Mort de Bob Bissonnette: «Un vol très risqué et à l’encontre de la réglementation»

Un peu plus d’un an après l’écrasement d’hélicoptère qui a coûté la vie à deux personnes après s’être abîmé dans la rivière Restigouche, on en apprend davantage sur les circonstances ayant mené à cette tragédie.

L’accident avait coûté la vie au pilote Frédérick Décoste et à l’artiste et ex-hockeyeur québécois Roberto «Bob» Bissonnette. Un troisième passager, celui-là alors assoupi à l’arrière de l’appareil, l’homme d’affaires Michel Laplante, a pour sa part survécu à l’écrasement

L’hélicoptère venait de quitter l’aéroport de Charlo en direction de Rivière-du-Loup. Pendant qu’il volait le long de la rivière Restigouche, il est entré en collision avec des lignes de transport d’électricité qui traversent la rivière. L’aéronef a subi de lourds dommages puis s’est écrasé dans la rivière.

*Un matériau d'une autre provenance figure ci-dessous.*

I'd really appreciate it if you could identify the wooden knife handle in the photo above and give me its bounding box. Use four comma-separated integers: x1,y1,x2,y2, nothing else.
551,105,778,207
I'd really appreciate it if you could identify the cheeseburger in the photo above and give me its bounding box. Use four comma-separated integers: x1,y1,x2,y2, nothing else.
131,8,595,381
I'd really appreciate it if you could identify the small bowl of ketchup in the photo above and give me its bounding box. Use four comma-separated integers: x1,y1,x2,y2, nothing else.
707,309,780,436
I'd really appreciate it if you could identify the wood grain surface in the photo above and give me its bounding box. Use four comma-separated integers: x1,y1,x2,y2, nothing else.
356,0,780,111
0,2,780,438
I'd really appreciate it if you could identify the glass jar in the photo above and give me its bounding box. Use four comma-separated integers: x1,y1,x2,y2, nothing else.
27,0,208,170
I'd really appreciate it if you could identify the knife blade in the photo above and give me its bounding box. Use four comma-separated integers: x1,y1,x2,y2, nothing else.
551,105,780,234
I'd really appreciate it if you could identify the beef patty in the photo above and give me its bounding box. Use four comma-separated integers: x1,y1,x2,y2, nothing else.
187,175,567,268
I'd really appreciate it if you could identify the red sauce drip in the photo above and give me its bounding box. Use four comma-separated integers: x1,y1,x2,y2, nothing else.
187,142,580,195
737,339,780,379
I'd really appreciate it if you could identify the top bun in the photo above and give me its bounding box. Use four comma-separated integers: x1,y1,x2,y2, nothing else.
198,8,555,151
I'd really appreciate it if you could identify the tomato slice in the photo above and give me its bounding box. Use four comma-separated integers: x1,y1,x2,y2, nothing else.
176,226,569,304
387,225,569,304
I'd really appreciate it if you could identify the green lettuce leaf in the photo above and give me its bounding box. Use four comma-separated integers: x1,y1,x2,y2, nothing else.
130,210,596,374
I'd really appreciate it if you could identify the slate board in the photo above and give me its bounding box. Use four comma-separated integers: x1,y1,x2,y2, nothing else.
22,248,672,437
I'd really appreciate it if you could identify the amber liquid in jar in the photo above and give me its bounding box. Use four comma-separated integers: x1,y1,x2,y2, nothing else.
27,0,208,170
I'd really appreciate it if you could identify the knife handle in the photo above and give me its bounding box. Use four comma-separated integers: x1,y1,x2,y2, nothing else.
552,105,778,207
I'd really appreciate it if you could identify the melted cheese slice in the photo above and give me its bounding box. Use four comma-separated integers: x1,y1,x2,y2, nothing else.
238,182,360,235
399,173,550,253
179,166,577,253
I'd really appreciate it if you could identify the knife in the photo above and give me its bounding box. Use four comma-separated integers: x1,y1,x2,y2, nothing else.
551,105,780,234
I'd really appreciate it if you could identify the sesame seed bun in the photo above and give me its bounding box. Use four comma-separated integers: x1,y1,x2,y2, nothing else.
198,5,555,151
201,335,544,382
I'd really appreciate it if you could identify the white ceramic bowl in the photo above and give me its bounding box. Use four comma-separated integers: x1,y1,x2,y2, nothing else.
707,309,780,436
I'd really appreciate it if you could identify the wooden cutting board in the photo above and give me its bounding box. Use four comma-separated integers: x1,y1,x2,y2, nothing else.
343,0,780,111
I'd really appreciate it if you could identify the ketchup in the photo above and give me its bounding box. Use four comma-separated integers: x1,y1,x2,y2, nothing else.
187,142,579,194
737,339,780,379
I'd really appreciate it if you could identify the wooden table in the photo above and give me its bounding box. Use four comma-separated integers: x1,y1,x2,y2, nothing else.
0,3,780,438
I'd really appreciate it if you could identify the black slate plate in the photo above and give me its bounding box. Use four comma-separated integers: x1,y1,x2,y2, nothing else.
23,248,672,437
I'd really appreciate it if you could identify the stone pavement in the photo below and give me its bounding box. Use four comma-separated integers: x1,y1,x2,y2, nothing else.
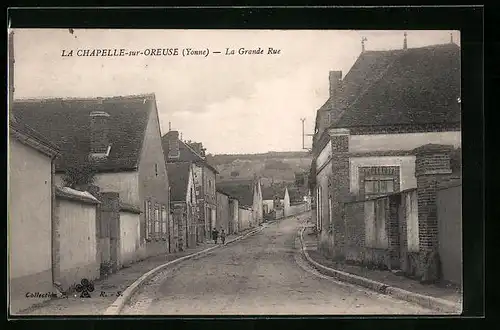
303,225,462,303
15,228,255,315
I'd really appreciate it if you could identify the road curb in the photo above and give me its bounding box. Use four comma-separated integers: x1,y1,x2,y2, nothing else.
103,226,265,315
299,227,461,314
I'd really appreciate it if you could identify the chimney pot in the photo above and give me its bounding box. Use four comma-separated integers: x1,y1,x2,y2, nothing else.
90,111,110,154
330,71,342,98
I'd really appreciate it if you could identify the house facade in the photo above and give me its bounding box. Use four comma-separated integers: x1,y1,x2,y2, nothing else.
311,44,461,258
7,117,58,312
215,190,233,234
162,131,218,243
167,162,197,250
14,94,172,258
252,179,264,225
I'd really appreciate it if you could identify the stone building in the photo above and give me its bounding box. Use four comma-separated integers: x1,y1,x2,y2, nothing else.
13,94,176,257
162,131,218,243
310,42,461,278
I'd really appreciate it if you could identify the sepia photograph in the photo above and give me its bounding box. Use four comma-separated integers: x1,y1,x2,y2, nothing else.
7,28,463,317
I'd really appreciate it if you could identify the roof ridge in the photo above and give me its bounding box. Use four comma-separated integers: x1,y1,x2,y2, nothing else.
337,52,400,123
14,93,156,102
179,139,205,161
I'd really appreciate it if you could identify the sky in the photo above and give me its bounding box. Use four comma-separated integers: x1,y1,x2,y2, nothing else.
14,29,460,154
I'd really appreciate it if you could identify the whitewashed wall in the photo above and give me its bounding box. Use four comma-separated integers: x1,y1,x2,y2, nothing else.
120,211,140,265
55,199,99,287
349,131,461,152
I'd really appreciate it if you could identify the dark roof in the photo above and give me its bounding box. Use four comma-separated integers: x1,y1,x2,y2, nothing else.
216,180,254,206
167,162,191,201
9,118,59,154
13,94,156,171
161,134,219,174
318,50,402,122
327,44,460,128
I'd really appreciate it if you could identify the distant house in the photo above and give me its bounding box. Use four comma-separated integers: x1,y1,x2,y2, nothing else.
7,118,58,313
14,94,175,256
310,44,461,256
162,131,218,242
167,163,198,250
252,179,264,225
216,189,233,234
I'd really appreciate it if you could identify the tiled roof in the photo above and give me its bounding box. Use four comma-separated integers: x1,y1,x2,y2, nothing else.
13,94,156,171
325,44,460,128
216,180,254,206
167,162,191,201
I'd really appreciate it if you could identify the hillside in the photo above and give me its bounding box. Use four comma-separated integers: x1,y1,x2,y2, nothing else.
207,152,312,200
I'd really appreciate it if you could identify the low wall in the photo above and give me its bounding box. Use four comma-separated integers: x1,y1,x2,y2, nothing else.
437,183,462,286
120,205,140,265
53,189,100,290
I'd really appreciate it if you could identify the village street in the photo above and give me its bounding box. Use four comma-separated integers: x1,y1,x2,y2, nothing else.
122,213,434,315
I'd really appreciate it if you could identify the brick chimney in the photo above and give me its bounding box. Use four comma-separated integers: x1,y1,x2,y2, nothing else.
8,31,15,121
90,111,110,154
189,142,205,157
330,71,342,98
166,131,180,158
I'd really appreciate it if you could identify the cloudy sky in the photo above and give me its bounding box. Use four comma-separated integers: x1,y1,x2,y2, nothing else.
14,29,459,154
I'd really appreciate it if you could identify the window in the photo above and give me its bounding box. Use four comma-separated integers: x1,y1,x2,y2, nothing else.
365,177,394,195
405,191,420,252
168,139,180,158
359,166,400,195
144,201,153,240
316,187,323,230
144,200,168,241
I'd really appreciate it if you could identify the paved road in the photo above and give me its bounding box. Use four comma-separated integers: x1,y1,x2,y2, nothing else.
122,213,435,315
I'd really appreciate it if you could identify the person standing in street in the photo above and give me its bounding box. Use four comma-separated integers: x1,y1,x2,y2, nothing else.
220,229,226,245
212,227,219,244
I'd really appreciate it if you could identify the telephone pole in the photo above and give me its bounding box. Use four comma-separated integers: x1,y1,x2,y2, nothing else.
300,118,306,149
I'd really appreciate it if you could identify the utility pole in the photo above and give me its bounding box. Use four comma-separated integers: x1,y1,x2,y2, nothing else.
300,118,314,151
300,118,306,149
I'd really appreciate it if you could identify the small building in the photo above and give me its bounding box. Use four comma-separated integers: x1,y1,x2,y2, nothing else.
215,189,233,234
311,41,461,282
167,163,197,251
7,117,58,313
13,94,172,258
162,131,219,243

Dans sa conclusion, le BST soutient que la basse altitude et la vitesse à laquelle volait l’hélicoptère Bell 206B rendaient les lignes de transport d’électricité (non balisées) difficiles à voir et à éviter.

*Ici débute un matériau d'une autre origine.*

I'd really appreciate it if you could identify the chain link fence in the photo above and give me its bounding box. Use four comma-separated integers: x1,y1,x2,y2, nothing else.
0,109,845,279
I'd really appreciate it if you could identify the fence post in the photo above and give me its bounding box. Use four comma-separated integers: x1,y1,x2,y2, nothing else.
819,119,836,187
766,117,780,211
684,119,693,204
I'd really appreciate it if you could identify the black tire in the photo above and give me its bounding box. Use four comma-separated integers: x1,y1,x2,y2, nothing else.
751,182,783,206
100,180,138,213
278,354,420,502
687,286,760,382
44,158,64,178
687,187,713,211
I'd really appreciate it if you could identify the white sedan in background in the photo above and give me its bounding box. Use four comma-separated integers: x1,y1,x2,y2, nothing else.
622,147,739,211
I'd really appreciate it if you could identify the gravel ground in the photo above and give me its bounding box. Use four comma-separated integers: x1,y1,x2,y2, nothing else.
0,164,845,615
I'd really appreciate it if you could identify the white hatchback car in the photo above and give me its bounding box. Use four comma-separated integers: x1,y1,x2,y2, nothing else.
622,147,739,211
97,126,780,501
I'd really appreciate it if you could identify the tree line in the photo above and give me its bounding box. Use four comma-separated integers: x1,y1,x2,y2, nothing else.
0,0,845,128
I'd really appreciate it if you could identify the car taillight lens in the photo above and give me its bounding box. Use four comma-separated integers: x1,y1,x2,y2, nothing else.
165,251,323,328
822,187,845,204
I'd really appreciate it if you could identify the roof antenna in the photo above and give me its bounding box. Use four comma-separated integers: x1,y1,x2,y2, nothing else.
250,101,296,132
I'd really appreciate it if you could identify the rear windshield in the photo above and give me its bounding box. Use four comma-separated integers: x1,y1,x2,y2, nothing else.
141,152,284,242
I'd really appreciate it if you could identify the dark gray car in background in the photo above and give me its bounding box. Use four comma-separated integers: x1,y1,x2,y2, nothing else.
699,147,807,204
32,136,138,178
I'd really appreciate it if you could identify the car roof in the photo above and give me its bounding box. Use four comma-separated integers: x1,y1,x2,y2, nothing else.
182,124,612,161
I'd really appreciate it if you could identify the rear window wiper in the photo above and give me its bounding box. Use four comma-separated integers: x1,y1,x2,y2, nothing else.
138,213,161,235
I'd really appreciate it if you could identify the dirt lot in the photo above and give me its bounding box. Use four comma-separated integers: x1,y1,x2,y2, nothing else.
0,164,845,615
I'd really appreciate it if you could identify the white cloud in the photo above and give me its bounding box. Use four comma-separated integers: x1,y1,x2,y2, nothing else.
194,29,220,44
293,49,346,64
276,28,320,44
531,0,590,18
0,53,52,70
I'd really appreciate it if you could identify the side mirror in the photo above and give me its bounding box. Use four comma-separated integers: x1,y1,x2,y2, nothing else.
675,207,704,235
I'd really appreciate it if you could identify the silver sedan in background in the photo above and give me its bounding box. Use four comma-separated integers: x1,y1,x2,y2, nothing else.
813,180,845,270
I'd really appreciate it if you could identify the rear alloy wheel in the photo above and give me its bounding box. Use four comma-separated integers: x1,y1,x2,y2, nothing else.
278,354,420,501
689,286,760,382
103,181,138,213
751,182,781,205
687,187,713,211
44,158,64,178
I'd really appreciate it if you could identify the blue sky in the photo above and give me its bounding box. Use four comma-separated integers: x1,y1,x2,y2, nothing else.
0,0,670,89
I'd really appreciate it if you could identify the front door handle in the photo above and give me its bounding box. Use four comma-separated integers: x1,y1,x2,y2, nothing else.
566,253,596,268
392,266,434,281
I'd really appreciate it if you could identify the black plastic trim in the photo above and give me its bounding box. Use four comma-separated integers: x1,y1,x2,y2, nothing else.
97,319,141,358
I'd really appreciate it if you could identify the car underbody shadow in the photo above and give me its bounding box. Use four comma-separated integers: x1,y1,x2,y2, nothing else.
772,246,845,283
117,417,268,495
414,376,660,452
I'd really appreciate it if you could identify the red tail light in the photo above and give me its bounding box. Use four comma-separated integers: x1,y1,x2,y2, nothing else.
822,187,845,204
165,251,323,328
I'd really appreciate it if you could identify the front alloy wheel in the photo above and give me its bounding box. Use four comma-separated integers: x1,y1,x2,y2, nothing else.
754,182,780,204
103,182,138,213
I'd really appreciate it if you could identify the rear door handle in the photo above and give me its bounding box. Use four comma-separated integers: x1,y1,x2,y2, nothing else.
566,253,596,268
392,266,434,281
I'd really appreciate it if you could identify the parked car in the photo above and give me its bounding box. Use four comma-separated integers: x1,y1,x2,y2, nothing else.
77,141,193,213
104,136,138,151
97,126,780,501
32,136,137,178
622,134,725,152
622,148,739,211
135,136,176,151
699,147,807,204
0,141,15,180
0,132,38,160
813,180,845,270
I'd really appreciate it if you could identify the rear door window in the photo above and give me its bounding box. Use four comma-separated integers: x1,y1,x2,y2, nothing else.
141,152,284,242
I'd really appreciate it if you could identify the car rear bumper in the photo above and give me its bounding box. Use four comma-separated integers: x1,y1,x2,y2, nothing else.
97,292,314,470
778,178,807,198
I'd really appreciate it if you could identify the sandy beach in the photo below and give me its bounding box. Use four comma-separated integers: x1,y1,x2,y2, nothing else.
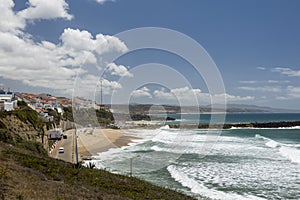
78,128,135,160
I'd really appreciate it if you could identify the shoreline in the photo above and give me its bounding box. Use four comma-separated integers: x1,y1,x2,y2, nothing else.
78,128,137,161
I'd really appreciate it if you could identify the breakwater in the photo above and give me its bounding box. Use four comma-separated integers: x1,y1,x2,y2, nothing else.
169,121,300,129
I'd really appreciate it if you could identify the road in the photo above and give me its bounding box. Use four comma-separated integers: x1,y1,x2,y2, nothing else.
56,129,75,163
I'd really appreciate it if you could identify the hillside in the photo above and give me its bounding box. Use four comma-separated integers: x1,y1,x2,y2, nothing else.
0,102,197,200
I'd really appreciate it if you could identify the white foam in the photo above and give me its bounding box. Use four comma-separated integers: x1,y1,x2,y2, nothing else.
167,165,263,200
279,146,300,164
278,126,300,129
266,140,280,148
159,125,170,130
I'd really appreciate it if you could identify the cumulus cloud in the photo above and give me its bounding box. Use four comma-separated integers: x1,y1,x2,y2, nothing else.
107,63,133,77
131,87,152,98
238,86,282,92
153,87,254,105
0,0,127,96
287,86,300,98
18,0,73,20
96,0,114,4
272,67,300,77
256,67,266,71
0,0,26,33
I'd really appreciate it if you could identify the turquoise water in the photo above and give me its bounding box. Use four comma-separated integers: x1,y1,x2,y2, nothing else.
92,114,300,200
167,113,300,124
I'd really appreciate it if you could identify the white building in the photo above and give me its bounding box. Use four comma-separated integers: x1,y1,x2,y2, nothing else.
0,90,18,111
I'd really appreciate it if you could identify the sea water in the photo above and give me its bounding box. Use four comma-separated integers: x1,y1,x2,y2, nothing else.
92,114,300,199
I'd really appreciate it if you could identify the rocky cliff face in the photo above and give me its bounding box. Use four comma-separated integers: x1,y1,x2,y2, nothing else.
0,113,43,143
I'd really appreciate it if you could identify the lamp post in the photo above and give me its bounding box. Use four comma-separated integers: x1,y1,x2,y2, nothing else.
129,155,140,177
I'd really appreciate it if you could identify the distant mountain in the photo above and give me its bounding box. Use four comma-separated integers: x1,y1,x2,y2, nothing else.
111,104,300,114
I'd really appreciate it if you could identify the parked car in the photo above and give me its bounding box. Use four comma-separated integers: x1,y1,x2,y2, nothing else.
58,147,65,153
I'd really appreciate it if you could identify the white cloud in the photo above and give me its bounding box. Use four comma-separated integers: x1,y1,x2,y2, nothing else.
153,87,254,105
272,67,300,77
107,63,133,77
287,86,300,98
239,81,259,84
131,87,152,98
238,86,282,92
60,28,96,51
18,0,73,20
96,0,114,4
0,0,26,33
96,34,128,55
256,67,266,70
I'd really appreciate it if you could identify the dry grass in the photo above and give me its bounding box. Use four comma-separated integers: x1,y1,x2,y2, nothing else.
0,142,197,200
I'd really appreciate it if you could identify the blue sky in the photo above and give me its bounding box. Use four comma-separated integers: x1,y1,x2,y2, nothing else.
0,0,300,109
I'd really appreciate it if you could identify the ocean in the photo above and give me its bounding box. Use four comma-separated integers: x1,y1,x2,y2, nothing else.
91,113,300,200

«L’enquête démontre que l’appareil volait à la hauteur des lignes électriques, donc à environ 58 pieds seulement, ce qui est très bas puisque la réglementation stipule que la hauteur minimale doit être de 500 pieds de tout obstacle et structure. De plus, on estime que l’engin volait rapidement, à sa vitesse normale de croisière, ce qui rendait les obstacles encore plus difficiles à percevoir. Dans ce cas précis, on parle des lignes électriques qui n’étaient pas balisées», explique Jean-Marc Ledoux, porte-parole du BST.

Selon lui, il est fort probable que le pilote n’était même pas au courant que des câbles électriques surplombaient la Restigouche.

«Ce qui n’a sûrement pas aidé non plus, c’est qu’à la hauteur où volait l’appareil, de grands arbres cachent les pylônes. S’il avait vu ces derniers, ça l’aurait peut-être alerté de la présence de câbles au travers la rivière. Reste par contre qu’il s’agissait d’un vol très risqué allant à l’encontre de la réglementation», ajoute-t-il.

Le rapport ne comporte aucune recommandation puisqu’on n’y a pas identifié de manquement à la sécurité systémique représentant un risque pour les personnes ou l’environnement. En somme, l’erreur en est une de pilotage.

Les lignes électriques n’auraient-elles pas dû être balisées? M. Ledoux estime que non puisque la réglementation actuelle exige des balises pour toutes les structures qui excèdent 300 pieds ou encore qui se trouvent à proximité d’un aéroport, d’un héliport ou d’une base d’hydravion.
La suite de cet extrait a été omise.